Minimal Demo

Say you or your organization needs to store Datasets, each containing a set of File we will go over the following minimal example.

demo.py
import marshmallow as ma
from marshmallow import fields as mf
import sqlalchemy as sa
from sqlalchemy import orm as sao
from typing import List
import uvicorn

import biodm as bd
from biodm import config
from biodm.components.controllers import ResourceController, S3Controller


# Tables
class Dataset(bd.components.Versioned, bd.components.Base):
    id = Column(Integer, primary_key=True, autoincrement=not 'sqlite' in str(config.DATABASE_URL))
    name          : sao.Mapped[str]          = sa.Column(sa.String(50),                   nullable=False)
    description   : sao.Mapped[str]          = sa.Column(sa.String(500),                  nullable=False)
    username_owner: sao.Mapped[int]          = sa.Column(sa.ForeignKey("USER.username"),  nullable=False)
    owner         : sao.Mapped["User"]       = sao.relationship(foreign_keys=[username_owner])
    files         : sao.Mapped[List["File"]] = sao.relationship(back_populates="dataset")

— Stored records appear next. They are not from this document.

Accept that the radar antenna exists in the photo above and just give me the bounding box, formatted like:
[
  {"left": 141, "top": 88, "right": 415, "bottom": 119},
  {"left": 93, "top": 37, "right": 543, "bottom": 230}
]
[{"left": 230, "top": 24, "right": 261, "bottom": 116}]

class File(bd.components.S3File, bd.components.Base):
    id                         = sa.Column(sa.Integer,                    primary_key=True)
    dataset_id                 = sa.Column(sa.ForeignKey("DATASET.id"),   nullable=False)
    dataset: sao.Mapped["Dataset"] = sao.relationship(back_populates="files", single_parent=True, foreign_keys=[dataset_id])

# Schemas
class DatasetSchema(ma.Schema):
    id             = mf.Integer()
    version        = mf.Integer()
    name           = mf.String(required=True)
    description    = mf.String(required=False)
    username_owner = mf.String(required=True, load_only=True)
    owner          = mf.Nested("UserSchema")
    files          = mf.List(mf.Nested("FileSchema"))

class FileSchema(ma.Schema):
    id             = mf.Integer()
    filename       = mf.String(required=True)
    extension      = mf.String(required=True)
    size           = mf.Integer(required=True)
    url            = mf.String(                 dump_only=True)
    ready          = mf.Bool(                   dump_only=True)
    dataset_id     = mf.Integer(required=True,  load_only=True)
    dataset        = mf.Nested("DatasetSchema")

# Controllers
class DatasetController(ResourceController):
    def __init__(self, app) -> None:
        super().__init__(app=app)

class FileController(S3Controller):
    def __init__(self, app) -> None:
        super().__init__(app=app)

# Server
def main():
    return bd.Api(debug=True, controllers=[DatasetController, FileController],)

if __name__ == "__main__":
    uvicorn.run(
        f"{__name__}:main", factory=True,
        host=bd.config.SERVER_HOST, port=bd.config.SERVER_PORT,
        loop="uvloop", log_level="debug", access_log=False
    )

And voilà, If your use case is very basic it is a simple as that. This tiny codebase deploys a server with two new RESTful resources, accessible respectively at /files and /datasets.

Importantly /schema, /files/schema, /datasets/schema will let you, or an OpenAPISchema v3.0.0 compliant tool, discover all possible routes.

Moreover, it comes with two preset resources /users, /groups that are required for permission management down the road.

All incoming Requests are logged in History table

Let’s examine some key points:

Naming convention

Sticking to the simple naming convention introduced above for the three required components to add a new respource lets BioDM easily infer their relationships from name lookup in registries.

  • Table: name of the resource in singular

  • Schema: same prefixed by Schema

  • Controller: same prefixed by controller

Note

This is the Zen approach. You may however name those as you please and manually set relationships in Controller’s __init__ method.

Base Resource

For a resource that is not interacting with an external serivce, this is covered by pairing BioDM’s SQLAlchemy Declarative Base and ResourceController components.

File management

Note

At the moment, s3 protocol, using pre-signed url, only.

S3File base class set on a table, populates it with a set of Column fields essential for the task. All but ready flag may be seen on FileSchema.

S3Controller will then populate upload_form field when creating a new resource at /files. This is a stringified form for direct upload on the storage bay. Once the file is uploaded, readiness flag is set to true. From that point on, urls to download the file can be obtained by visiting GET /files/{id}/download

Versioning

Dataset inheriting from Versioned will populate an extra version column as primary key, making the overall key ('id', 'version',)

Versioned resources are read-only, eventual updates have to pass by PUT /datasets/{id}_{version}/release route that will produce a new resource, incrementing version.

Note

Nothing prevents you from expanding further on that primary key in your table class.

Warning

SQLite doesn’t support autoincrement in the case of a composite primary key. BioDM will populate the canonical leading id column at the cost of an extra request to fetch max id before inserting. Other configuration will yield errors.